Three of the companies are currently on sale.

In July 2024, Fatin Rustu Karakas, head of the TMSF, said that TMSF had seized 1,371 companies over links to the Gulenist clan since their military coup attempt on July 15, 2016.

In 2024TMSF sold a Bosphorus mansion owned by Gulenist businessman Akin Ipek to Oyak Cimento (OYAKC) for a consideration of TRY 1.1bn ($34mn).

The “Imamoglu wave”

In February, Turkey’s deposit insurance fund TMSF was appointed as a trustee at fast food chain Maydanoz Doner in relation to a prosecution aimed at Gulenists.

On March 14, the Istanbul chief public prosecutor's office seized a total 23 companies owned by Erkan Kork as part of a prosecution aimed at illegal sports betting.

Bankpozitif, a lender, and TV channel Flash TV along with fintech companies Payfix, Aypara (iPara) and Ininal are among the seized companies.

With the seizure of Kork’s companies, it became clear that a new wave of company seizures by the state, which began with Maydonoz Doner, was under way.

With the seizure of Imamoglu’s company, it became understood that what we have here is the “Imamoglu wave” and that the previous company seizures were aimed at preparing the public for the Imamoglu move.

Those with little grasp of Turkey might think that it is a conspiracy theory to connect Maydanoz Doner to Imamoglu Insaat. They might want to pick the brains of some of the people who watched the unfolding of the Ergenekon (extended as Sledgehammer, Ayisigi and so on) and the Fethullahist Terrorist Organisation (FETO) operations to get some understanding of things.

This trail leads back to the Gulenists who first staged the Ergenekon operation that targeted Turkey’s military tutelage regime between 2007 and 2011.

Later on, Erdogan, and the late Fethullah Gulen, head of the Gulenists, fell out. And Erdogan went on to use the scheme against the Gulenists.

The big difference was that the Gulenists were entirely professional (for instance, they planted ‘evidence’ in computers of targeted people), while the ‘leftovers’ within the Turkish state that were employed by Erdogan against the Gulenists did not have the professionalism to attend properly to window dressing.

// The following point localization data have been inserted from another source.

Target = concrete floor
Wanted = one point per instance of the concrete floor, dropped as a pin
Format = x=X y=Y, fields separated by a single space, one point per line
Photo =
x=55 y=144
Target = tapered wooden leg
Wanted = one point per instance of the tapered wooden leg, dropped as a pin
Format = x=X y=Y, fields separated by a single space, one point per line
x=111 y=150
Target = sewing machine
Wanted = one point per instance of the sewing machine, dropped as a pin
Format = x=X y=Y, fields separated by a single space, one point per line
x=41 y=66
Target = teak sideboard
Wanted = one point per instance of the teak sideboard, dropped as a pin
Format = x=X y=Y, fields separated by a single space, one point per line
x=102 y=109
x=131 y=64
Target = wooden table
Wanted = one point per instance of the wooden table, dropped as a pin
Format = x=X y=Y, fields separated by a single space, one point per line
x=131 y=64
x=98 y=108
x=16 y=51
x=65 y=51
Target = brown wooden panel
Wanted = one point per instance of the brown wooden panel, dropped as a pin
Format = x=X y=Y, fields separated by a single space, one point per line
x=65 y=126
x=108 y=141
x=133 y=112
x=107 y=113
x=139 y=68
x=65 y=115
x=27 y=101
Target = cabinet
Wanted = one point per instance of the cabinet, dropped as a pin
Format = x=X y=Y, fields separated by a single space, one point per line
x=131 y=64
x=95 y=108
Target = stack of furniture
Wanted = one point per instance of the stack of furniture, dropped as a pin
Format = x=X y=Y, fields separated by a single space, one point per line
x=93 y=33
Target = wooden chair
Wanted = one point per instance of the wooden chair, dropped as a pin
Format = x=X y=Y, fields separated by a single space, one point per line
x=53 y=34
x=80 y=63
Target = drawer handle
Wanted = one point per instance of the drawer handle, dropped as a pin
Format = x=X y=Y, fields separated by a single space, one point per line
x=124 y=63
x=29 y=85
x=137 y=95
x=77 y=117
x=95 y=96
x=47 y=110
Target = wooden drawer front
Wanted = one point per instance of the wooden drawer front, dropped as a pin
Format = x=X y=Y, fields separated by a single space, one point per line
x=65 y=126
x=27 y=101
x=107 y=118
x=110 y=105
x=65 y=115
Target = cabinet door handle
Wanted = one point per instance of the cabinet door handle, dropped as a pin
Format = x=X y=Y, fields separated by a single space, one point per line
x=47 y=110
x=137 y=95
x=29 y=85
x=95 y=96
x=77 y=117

Such a scheme is currently being applied (by the same personnel) against Imamoglu. The idea of an “Imamoglu Suc Orgutu”, or “Imamoglu Criminal Gang” has been put into circulation.

Seizing of municipalities

Since the last local elections, held in March 2024, 12 municipalities have been seized by the government. Ten were held by the main Kurdish party DEM, while two were held by the main opposition Republican People’s Party (CHP).

(See the full list here.)

The government has also arrested the CHP mayors of Besiktas and Beykoz districts in Istanbul. However, in relation to the arrests, it did not seize the municipalities concerned.

The district parliament in Besiktas elected a new mayor in line with Turkish laws. The Beykoz mayor was dismissed on March 4, but the interior ministry has not appointed a trustee. It looks like the Besiktas model will be followed there.

In the new local government cycle, it is the seizing of CHP municipalities that has emerged as a new phenomenon.

Since Januarybne IntelliNews has reiterated like clockwork that the real target in all of this is Imamoglu. And since February, this publication has been posing the question: “Will Erdogan jail Imamoglu?”